It’s Time to Leave Afghanistan
We don’t need a war in Afghanistan to stop people like bin Laden. We have the ability to strike deep inside the territory of foreign countries if necessary. The United States has both significant airpower and incredibly skilled special operations forces. There’s no way for a high-value terrorist to operate openly without getting himself killed or captured. Similarly, we don’t actually need the cooperation of any particular country’s government to stop terrorists from running a training camp — we can just take out the camp.
Bin Laden also didn’t need a cooperative Taliban regime to stay hidden. A house in Pakistan was good enough.
Since his death, there’s been a renewed bout of speculation as to whether he remained concealed thanks to the tacit or explicit assistance of some elements of the Pakistani government. But whatever the case may be, the kind of open defiance of the United States that characterized the prewar Taliban wasn’t part of the picture. The ongoing military conflict in Afghanistan was, to an amazing extent, irrelevant to the killing of the man who precipitated it.
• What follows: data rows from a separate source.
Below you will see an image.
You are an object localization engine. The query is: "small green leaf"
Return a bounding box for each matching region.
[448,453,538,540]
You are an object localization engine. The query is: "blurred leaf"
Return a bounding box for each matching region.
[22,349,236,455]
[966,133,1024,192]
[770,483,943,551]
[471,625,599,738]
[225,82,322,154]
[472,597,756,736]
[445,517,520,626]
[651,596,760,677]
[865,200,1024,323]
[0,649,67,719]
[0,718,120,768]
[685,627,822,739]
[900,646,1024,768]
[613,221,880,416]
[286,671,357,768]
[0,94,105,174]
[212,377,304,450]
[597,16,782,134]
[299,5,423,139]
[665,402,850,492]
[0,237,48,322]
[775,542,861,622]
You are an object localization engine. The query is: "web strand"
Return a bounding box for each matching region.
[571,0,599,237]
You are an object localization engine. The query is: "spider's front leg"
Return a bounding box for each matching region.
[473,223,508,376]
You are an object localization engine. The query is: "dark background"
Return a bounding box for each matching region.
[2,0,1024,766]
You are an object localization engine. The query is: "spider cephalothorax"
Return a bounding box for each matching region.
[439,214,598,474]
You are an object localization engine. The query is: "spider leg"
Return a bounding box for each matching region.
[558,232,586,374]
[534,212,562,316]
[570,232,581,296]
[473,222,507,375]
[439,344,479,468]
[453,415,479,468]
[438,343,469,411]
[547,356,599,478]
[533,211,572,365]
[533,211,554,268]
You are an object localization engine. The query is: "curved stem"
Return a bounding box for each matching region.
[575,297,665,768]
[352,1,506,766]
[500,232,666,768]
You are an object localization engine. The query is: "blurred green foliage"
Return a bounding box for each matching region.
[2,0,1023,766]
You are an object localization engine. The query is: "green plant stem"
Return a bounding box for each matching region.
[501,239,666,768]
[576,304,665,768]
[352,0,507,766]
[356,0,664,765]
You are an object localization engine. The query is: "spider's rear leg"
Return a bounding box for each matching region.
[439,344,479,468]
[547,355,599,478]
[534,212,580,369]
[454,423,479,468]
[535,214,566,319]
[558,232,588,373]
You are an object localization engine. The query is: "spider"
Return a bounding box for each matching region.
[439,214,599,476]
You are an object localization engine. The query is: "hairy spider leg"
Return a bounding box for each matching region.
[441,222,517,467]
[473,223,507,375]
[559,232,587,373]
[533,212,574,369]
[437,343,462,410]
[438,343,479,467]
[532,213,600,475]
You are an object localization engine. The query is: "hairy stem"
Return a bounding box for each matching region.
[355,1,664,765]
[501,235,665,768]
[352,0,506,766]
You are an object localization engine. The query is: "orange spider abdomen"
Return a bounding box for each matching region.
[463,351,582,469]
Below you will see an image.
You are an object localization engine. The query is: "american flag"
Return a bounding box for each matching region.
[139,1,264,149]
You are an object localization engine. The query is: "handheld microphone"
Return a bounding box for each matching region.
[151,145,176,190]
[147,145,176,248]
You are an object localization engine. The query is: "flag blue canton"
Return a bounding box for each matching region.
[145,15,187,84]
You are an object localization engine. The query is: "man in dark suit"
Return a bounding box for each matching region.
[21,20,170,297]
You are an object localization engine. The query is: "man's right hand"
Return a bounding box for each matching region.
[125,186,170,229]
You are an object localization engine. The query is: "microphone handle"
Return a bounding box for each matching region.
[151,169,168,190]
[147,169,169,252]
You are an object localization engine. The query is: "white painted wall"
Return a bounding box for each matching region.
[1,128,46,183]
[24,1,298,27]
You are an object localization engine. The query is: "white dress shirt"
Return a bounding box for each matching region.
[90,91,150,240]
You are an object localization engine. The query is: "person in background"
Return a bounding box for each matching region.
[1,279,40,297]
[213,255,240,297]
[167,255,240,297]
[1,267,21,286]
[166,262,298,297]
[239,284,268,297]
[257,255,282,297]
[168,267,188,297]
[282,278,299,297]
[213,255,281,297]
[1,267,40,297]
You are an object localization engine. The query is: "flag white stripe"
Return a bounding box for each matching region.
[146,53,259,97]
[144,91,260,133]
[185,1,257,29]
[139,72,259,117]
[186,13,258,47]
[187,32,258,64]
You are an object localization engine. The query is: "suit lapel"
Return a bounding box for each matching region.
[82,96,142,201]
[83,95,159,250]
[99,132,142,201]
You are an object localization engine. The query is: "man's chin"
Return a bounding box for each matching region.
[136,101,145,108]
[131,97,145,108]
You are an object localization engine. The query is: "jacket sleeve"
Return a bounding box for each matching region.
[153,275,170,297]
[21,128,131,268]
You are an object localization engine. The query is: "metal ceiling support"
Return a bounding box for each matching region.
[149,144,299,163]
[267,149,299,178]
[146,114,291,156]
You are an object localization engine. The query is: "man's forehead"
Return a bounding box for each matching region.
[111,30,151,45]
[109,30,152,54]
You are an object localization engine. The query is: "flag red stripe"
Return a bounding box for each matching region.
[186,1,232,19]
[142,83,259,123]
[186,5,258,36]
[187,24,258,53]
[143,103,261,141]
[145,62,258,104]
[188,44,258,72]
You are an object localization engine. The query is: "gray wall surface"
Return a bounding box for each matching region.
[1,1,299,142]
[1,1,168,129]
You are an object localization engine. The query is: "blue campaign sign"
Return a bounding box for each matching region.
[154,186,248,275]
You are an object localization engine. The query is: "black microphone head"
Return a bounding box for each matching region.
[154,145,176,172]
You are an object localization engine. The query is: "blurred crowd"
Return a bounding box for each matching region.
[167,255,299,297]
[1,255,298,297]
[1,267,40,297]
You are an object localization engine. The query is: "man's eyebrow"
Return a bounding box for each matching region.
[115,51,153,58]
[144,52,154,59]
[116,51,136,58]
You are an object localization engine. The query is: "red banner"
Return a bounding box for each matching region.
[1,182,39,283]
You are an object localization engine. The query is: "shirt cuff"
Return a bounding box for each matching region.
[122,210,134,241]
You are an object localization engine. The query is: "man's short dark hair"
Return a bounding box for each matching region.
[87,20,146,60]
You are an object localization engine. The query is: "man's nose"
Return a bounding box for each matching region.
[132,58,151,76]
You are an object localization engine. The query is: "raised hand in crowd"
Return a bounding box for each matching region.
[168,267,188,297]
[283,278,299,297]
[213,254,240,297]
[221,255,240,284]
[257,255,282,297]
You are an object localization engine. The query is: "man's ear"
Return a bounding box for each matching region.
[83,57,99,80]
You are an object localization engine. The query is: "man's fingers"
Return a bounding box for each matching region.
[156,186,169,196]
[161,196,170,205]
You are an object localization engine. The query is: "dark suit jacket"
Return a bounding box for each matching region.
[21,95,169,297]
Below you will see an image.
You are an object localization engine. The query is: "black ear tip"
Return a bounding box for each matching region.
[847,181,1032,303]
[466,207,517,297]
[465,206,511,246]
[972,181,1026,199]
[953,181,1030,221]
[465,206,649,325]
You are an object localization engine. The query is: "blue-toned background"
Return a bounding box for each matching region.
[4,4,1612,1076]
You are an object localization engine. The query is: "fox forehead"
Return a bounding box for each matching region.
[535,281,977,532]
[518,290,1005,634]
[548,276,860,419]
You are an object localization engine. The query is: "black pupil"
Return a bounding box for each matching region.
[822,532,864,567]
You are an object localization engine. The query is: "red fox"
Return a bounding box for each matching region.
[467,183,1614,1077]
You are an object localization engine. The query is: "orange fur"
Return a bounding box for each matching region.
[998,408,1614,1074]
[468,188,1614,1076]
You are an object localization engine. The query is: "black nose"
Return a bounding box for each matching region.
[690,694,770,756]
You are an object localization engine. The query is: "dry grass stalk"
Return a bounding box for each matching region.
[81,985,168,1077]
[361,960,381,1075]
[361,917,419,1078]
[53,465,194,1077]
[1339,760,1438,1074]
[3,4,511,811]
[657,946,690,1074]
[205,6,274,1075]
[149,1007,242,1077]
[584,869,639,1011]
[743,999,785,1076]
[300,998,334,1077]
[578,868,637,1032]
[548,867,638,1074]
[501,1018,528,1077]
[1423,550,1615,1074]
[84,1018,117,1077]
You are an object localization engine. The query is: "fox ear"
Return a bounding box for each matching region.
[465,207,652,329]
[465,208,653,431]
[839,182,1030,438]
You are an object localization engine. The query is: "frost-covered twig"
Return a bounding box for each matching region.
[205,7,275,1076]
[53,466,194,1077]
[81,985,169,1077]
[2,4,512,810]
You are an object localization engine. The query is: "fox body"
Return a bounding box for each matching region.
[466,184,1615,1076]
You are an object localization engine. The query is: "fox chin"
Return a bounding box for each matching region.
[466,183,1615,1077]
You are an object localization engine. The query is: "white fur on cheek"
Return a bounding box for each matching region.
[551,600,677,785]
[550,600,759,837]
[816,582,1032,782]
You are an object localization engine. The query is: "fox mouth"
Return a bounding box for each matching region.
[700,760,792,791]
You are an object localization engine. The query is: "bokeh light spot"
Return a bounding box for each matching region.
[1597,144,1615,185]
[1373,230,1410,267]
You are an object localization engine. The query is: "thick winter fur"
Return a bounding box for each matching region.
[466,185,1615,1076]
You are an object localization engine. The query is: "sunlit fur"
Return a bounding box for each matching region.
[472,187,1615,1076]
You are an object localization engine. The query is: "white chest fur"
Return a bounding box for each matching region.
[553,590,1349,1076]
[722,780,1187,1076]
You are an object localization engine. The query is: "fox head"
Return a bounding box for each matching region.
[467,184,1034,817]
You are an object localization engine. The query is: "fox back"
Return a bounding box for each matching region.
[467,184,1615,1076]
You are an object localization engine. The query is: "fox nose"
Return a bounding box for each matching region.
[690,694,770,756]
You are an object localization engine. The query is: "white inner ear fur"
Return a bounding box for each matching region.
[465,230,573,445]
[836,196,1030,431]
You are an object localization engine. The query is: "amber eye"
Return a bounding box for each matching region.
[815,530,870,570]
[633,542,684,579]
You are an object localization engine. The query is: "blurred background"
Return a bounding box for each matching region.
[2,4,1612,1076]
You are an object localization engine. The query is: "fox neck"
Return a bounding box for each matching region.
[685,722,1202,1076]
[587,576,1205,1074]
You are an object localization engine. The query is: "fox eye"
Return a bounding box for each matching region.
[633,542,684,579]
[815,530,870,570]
While the giant military deployment in Afghanistan doesn’t play a crucial role in defending the United States from terrorism, it does complicate our foreign policy. In particular, we’re caught in a feedback loop with the government of Pakistan. We don’t trust it enough to give it the heads up before we send a Navy SEAL team into its territory to find the world’s most wanted man. But we give Pakistan substantial military aid, in large part because without its cooperation, the mission in Afghanistan becomes logistically untenable. Removing troops from Afghanistan means the Pakistani government loses leverage over us and the tail will no longer be able to wag the dog in our bilateral relationship.
Most of all, if this isn’t victory, what would victory look like? Sometimes, American policy in Afghanistan seems aimed at the odd idea that our troops can’t leave the country until they’ve succeeded in killing everyone there who wants us to leave. It also doesn’t make sense for us to be fighting to obtain a permanent military presence in a distant, impoverished, landlocked country. Nothing we can do can guarantee that no future regime in Afghanistan will play host to high-profile terrorist groups. But al-Qaeda has demonstrated an ability to get by without such a host, and we’ve demonstrated the ability to chase terrorists out of even the most remote areas. Our complacency in the face of al-Qaeda’s presence in Afghanistan before 9/11 was a mistake, but with bin Laden dead, we can turn the page and say we’ve rectified that error. We’ve achieved what we went in to Afghanistan to achieve, and now it’s time to start heading for the exit.
I guess that victory would look like Af/Pak was no longer a hub of terror and a place where terrorists gathered before going out spreading their brand of joy. It might look like a place where people weren’t upset that bin Laden got offed and angry at their government not for sheltering him but for allowing him to come to harm at our hands.
Maybe there’s a little more to do, Matt.